I am a person who (on the whole) likes to do things. Especially New Things. Whether this means visiting new places abroad or locally, new food flavours or new activities.
Don't get me wrong, I love doing things with my friends and they are amazing, but they don't always want to do the same things I do. And I don't want to miss out just because I don't have someone to do things with. But I have one huge bugbear, and that comes from when I tell people I'm doing an exciting thing:
"Who are you doing that with?"
Why? Why MUST there be someone else? Why do we, as a society, assume that people come in pairs or more? Why is it socially unacceptable to do things by yourself?
The thing people find most weird is when I say I am going on holiday alone. And yes, I accept that (in my experience) holidays are better with friends. But if they can't afford to go anywhere, or don't have the time, or don't want to go, then should it mean I have to stay at home until I can find someone? I don't think so.

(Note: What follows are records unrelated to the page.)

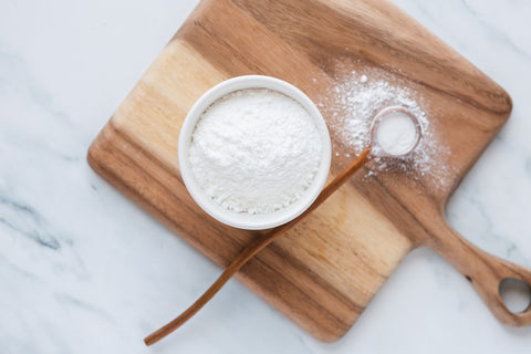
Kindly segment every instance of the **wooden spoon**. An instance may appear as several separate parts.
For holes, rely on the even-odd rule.
[[[251,258],[260,252],[266,246],[274,241],[277,238],[281,237],[289,230],[291,230],[299,221],[309,216],[313,210],[315,210],[324,200],[326,200],[337,188],[340,188],[355,171],[357,171],[368,160],[371,154],[371,147],[367,147],[363,153],[340,175],[337,175],[317,196],[315,201],[299,217],[281,225],[277,228],[271,229],[269,232],[263,233],[254,242],[249,244],[221,273],[221,275],[216,280],[216,282],[208,288],[208,290],[185,312],[183,312],[177,319],[169,322],[158,331],[149,334],[144,339],[146,345],[152,345],[162,339],[164,339],[169,333],[177,330],[186,321],[188,321],[192,315],[195,315],[212,296],[225,285],[225,283],[243,267]]]
[[[169,322],[158,331],[155,331],[154,333],[149,334],[144,339],[144,342],[146,345],[152,345],[162,339],[164,339],[166,335],[170,334],[175,330],[177,330],[179,326],[181,326],[186,321],[188,321],[191,316],[194,316],[212,296],[227,283],[227,281],[238,271],[243,267],[251,258],[253,258],[258,252],[260,252],[264,247],[267,247],[269,243],[274,241],[277,238],[281,237],[289,230],[291,230],[296,223],[299,223],[302,219],[304,219],[306,216],[309,216],[313,210],[315,210],[323,201],[325,201],[334,191],[337,190],[345,181],[348,180],[348,178],[352,177],[360,168],[362,168],[365,163],[371,157],[371,152],[372,148],[371,146],[377,146],[378,142],[376,140],[376,131],[379,124],[379,121],[385,117],[388,113],[392,112],[400,112],[409,116],[409,118],[414,122],[415,127],[417,129],[417,142],[415,145],[412,146],[412,148],[400,155],[392,155],[386,153],[383,149],[378,149],[377,155],[381,157],[403,157],[407,155],[409,152],[412,152],[418,144],[418,140],[420,139],[420,126],[418,124],[417,118],[407,112],[406,110],[402,107],[388,107],[379,112],[375,118],[373,119],[373,126],[371,129],[371,145],[369,147],[365,148],[363,153],[346,168],[344,169],[340,175],[337,175],[317,196],[315,201],[299,217],[295,219],[291,220],[290,222],[287,222],[284,225],[281,225],[277,228],[271,229],[269,232],[263,233],[260,238],[258,238],[254,242],[249,244],[230,264],[227,267],[227,269],[221,273],[221,275],[214,282],[214,284],[208,288],[208,290],[191,305],[189,306],[185,312],[183,312],[177,319],[174,321]]]

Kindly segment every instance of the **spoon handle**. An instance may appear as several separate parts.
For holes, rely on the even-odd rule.
[[[315,201],[299,217],[281,225],[277,228],[271,229],[270,231],[260,236],[254,242],[249,244],[221,273],[221,275],[214,282],[210,288],[199,298],[197,301],[189,306],[185,312],[183,312],[177,319],[169,322],[162,329],[155,331],[144,339],[146,345],[152,345],[166,335],[170,334],[179,326],[181,326],[186,321],[194,316],[212,296],[227,283],[227,281],[243,267],[251,258],[253,258],[258,252],[260,252],[266,246],[271,243],[273,240],[280,236],[288,232],[293,228],[299,221],[304,219],[313,210],[315,210],[324,200],[326,200],[334,191],[337,190],[355,171],[362,168],[368,159],[371,154],[371,147],[367,147],[363,150],[362,154],[341,174],[339,174],[317,196]]]

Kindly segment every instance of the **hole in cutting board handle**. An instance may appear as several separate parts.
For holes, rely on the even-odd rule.
[[[525,312],[531,305],[531,287],[516,278],[506,278],[498,288],[506,308],[514,314]]]

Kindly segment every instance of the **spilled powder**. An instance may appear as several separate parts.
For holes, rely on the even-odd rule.
[[[450,175],[446,160],[450,152],[431,127],[427,113],[429,106],[421,95],[400,85],[391,74],[377,70],[352,71],[336,79],[337,84],[317,105],[331,118],[329,127],[333,138],[348,150],[345,157],[355,156],[368,146],[371,124],[381,110],[402,106],[417,117],[421,139],[406,157],[374,158],[367,176],[400,170],[416,179],[429,177],[435,188],[447,185]]]

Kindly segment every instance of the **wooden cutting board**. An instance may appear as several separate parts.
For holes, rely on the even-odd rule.
[[[192,201],[177,162],[183,119],[208,88],[243,74],[285,80],[316,102],[336,84],[334,61],[346,70],[377,67],[421,92],[430,126],[449,149],[442,160],[449,177],[435,188],[430,174],[362,171],[251,260],[239,280],[330,342],[345,334],[409,251],[430,247],[459,268],[500,321],[530,324],[530,309],[509,312],[498,287],[504,278],[531,283],[531,272],[478,250],[444,215],[450,194],[509,117],[511,98],[387,2],[204,0],[96,137],[88,163],[225,267],[260,232],[223,226]],[[331,119],[326,107],[323,114]],[[334,133],[331,176],[354,158]],[[168,309],[168,320],[179,310]]]

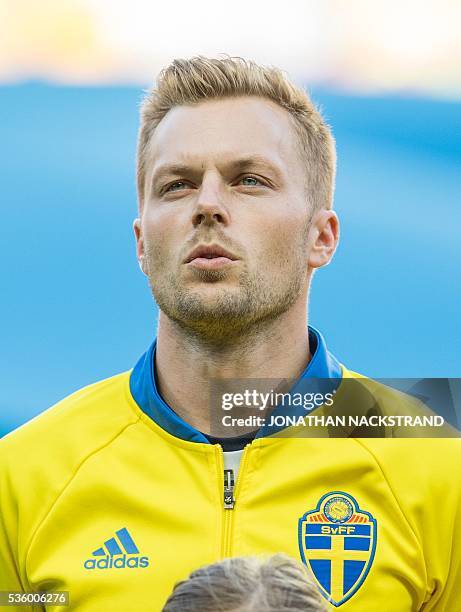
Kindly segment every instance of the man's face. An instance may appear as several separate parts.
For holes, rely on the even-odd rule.
[[[146,168],[138,256],[170,319],[222,339],[305,298],[311,211],[285,110],[250,97],[175,107]]]

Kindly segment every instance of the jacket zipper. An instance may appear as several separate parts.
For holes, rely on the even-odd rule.
[[[224,453],[221,447],[217,446],[219,456],[220,477],[223,479],[221,489],[222,499],[222,534],[221,534],[221,557],[232,556],[232,534],[234,526],[235,505],[238,502],[238,494],[242,488],[243,469],[245,467],[248,444],[242,453],[237,479],[234,470],[224,469]]]

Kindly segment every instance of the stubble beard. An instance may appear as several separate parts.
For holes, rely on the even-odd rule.
[[[198,276],[207,285],[214,285],[213,296],[200,289],[188,287],[173,273],[157,274],[164,270],[159,253],[147,252],[149,284],[160,310],[183,332],[196,340],[219,346],[251,342],[255,335],[267,329],[271,322],[288,311],[305,289],[307,265],[305,243],[295,248],[291,265],[281,266],[272,277],[246,267],[241,270],[238,283],[220,287],[226,271],[216,273],[201,270]]]

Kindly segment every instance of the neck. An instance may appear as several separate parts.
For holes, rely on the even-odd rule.
[[[157,384],[165,402],[195,429],[210,433],[210,379],[297,378],[310,360],[307,300],[226,343],[201,339],[160,312]]]

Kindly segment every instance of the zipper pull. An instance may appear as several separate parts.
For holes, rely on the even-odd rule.
[[[234,504],[234,470],[224,470],[224,508],[232,510]]]

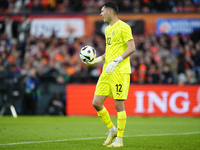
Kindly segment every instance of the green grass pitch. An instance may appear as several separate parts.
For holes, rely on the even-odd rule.
[[[111,117],[116,125],[117,118]],[[0,150],[104,150],[98,117],[0,117]],[[200,118],[128,117],[126,150],[200,150]]]

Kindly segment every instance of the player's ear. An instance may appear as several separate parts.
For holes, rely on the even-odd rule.
[[[112,13],[112,9],[108,9],[108,14],[110,15]]]

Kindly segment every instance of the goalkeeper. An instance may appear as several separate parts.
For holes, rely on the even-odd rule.
[[[99,77],[93,107],[98,116],[109,129],[108,138],[103,143],[107,147],[122,147],[123,133],[126,125],[125,99],[130,85],[130,55],[135,51],[132,31],[128,24],[117,17],[118,6],[113,2],[105,3],[100,15],[104,22],[109,22],[105,30],[105,53],[95,58],[92,65],[105,60],[103,72]],[[113,97],[117,111],[117,128],[113,125],[109,113],[103,106],[107,97]],[[114,140],[114,138],[116,139]]]

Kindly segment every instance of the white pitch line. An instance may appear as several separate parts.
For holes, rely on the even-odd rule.
[[[200,132],[165,133],[165,134],[139,134],[139,135],[126,135],[124,137],[168,136],[168,135],[189,135],[189,134],[200,134]],[[106,138],[106,137],[73,138],[73,139],[49,140],[49,141],[5,143],[5,144],[0,144],[0,146],[5,146],[5,145],[20,145],[20,144],[35,144],[35,143],[51,143],[51,142],[66,142],[66,141],[82,141],[82,140],[94,140],[94,139],[102,139],[102,138]]]

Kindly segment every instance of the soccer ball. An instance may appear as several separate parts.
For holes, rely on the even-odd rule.
[[[92,46],[84,46],[79,55],[83,62],[91,62],[96,57],[96,50]]]

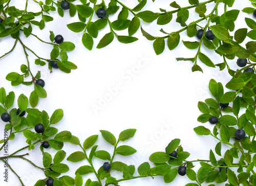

And there are many perks of holidaying alone. I can choose exactly when and where I want to go. If I make plans but then decide to stay in bed instead, the only person I'm disappointing is myself. I don't have to rely on someone being on time, or waiting for them to get up in the mornings. Yes I would be responsible if the trip was a disaster, but I also don't have to be concerned with how much other people are enjoying themselves. There is no fear of arguments or the awkward undecisive moments (except in my own head). Being on holiday alone also gives me a chance not just to explore my surroundings, but helps me to grow as a person, discover more about myself and to gain confidence in being me. Sometimes an accomplishment can be greater if I am the sole motivator.
And yes I begrudge paying a supplement just because I'm single. But this sometimes means an extra bed to jump on which is always a bonus! And when I go for dinner and they ask if I want a table for two, I will not be ashamed that it's 'just me' and I will hold my head high when they come and take away the cutlery for my imaginary partner that is no longer needed. I've decided that I can't stop living my life because I'm single.
And just because I've decided that, it also doesn't mean I want to be single forever. But regardless, it's unlikely I'm going to ever meet anyone if I don't get out in the world. As fun as curling up in bed with Netflix is, it certainly won't help me with new experiences. I also question how happy it really makes me, when the Fear overcomes my desire to get out there. Because I do really enjoy doing things. And I actually really like doing things that are just mine and that I don't have to share with anyone else.
Because being single can be pretty great. The world is mine for the taking and a ticket for two is not a necessity.